The formula (from "Formulas for Stress, Strain, and Structural Matrices" by
Walter D. Pilkey) for the deformation of a uniformly loaded disk is:
w=(pR^4/64D)[(5+v)/(1+v)-(6+2v)/(1+v)a^2+a^4]
where:
R=disk radius
a=r/R (fractional radius)
p=uniform pressure
D=Eh^3/[12(1-v^2)]
h=plate thickness
v=Poisson's ratio
E=Young's modulus
a=0 at center and the central deformation (sag) becomes
w=(pR^4/64D)[(5+v)/(1+v)]
In cgs units (to avoid the pound/poundal confusion in English units)
R=45.72 cm (18")
p=351.5 g/sq.cm (5 psi)
h=.95 cm (3/8")
For plate glass: (Corning type 0080)
v=.24
E=700,000,000 g/sq.cm
w=1.9 cm ~ 3/4"
The glass might shatter before that.
To get w=.55 cm (.22"), p=(64Dw/R^4)[(1+v)/(5+v)]=6.32 g/sq.cm (1.44 psi)
Which is a total load of 1465 pounds.
The atmospheric pressure changes I mentioned are of less importance than
stated previously, but might still have some significance to the focal
length, particularly over the course of days. The temperature changes also
have less significance.
Normal daily barometric change is .02" - .10" Hg or .01 - .05 psi. Weather
(high - low) changes are on the order of 1" Hg or .5 psi.
The ideal gas law is PV=nRT or P/T=nR/V as a function of volume. Assuming a
partial pressure in the vacuum chamber of 13.26 psi (1 atmosphere (14.70
psi) - 1.44 psi) and 50 deg F (510 deg Rankine) gives P/T=13.26/510=.026
which is constant for the constant volume of the vacuum chamber. It is also
the change in pressure for a 1 deg F (or R) change.
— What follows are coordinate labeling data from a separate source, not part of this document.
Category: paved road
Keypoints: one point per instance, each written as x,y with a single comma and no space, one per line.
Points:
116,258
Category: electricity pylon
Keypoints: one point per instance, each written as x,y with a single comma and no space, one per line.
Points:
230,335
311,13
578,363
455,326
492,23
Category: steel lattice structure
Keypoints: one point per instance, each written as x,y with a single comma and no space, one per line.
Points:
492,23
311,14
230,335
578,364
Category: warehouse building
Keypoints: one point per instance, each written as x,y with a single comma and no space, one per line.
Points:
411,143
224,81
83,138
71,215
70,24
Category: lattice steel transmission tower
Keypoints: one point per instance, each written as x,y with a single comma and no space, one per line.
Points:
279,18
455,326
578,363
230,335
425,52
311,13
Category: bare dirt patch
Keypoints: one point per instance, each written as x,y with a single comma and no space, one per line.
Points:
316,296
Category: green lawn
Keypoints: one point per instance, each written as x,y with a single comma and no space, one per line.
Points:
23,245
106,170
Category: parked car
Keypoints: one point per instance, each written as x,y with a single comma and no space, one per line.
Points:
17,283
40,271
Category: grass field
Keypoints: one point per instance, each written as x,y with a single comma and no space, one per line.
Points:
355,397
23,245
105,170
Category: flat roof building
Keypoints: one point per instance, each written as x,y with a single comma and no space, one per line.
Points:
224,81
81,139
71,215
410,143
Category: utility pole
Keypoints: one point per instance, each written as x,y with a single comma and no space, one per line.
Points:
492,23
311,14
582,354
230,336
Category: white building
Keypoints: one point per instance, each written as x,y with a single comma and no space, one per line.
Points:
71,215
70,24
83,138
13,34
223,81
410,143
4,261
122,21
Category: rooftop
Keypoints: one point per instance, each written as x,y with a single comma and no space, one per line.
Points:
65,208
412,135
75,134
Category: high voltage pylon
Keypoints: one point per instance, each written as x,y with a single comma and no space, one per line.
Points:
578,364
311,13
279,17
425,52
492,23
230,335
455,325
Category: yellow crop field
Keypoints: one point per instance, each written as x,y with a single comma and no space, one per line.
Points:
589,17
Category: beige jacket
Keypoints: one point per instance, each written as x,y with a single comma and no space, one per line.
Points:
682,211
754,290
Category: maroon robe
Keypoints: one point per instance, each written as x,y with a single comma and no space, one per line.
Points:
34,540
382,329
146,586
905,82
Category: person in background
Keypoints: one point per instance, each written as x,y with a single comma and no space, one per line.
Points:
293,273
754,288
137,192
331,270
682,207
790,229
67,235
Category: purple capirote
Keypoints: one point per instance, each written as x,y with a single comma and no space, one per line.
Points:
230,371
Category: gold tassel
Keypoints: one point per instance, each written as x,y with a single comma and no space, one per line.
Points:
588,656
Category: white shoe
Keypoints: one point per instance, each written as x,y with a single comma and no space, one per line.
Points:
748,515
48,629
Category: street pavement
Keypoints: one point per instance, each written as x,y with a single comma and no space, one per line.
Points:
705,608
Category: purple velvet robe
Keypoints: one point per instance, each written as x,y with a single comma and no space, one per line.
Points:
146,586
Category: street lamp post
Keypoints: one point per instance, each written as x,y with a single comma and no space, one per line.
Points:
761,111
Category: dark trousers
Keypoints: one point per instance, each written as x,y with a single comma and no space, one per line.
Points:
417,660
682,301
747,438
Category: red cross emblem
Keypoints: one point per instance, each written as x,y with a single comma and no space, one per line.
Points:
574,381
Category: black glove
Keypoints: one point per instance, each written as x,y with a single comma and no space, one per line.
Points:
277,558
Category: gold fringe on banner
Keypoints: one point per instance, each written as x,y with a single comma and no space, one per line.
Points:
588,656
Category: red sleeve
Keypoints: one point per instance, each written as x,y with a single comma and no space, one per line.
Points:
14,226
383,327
A 10 degree change
(within range of an evening cool down) represents a 1/4 psi change which is
18% of the load psi.
Overall, frequent pressure adjustments may still be necessary.
Vladimir,
I was also able to verify the Pilkey equation with "Roark's Formulas for
Stress and Strain" by Young and Budynas. The formula in Roark's has a
different form, but is equivalent after initial conditions are substituted
and the formula rearranged.
I should also mention that these equations are based on the Kirchhoff theory
of bending which assumes that the thickness is small compared to the other
two dimensions, i.e. a plate; and that the deflection is small (1/2 or less)
compared to the thickness. This last part is not quite true. The
deflection desired (5.5 mm or .22") is 59% of the thickness. The
assumptions were made to simplify the equations by restricting the solution
to the case where the plate bends only, but there is no stretching like a
balloon. The general solution for both bending and stretching usually
involves numerical methods, e.g. finite element analysis.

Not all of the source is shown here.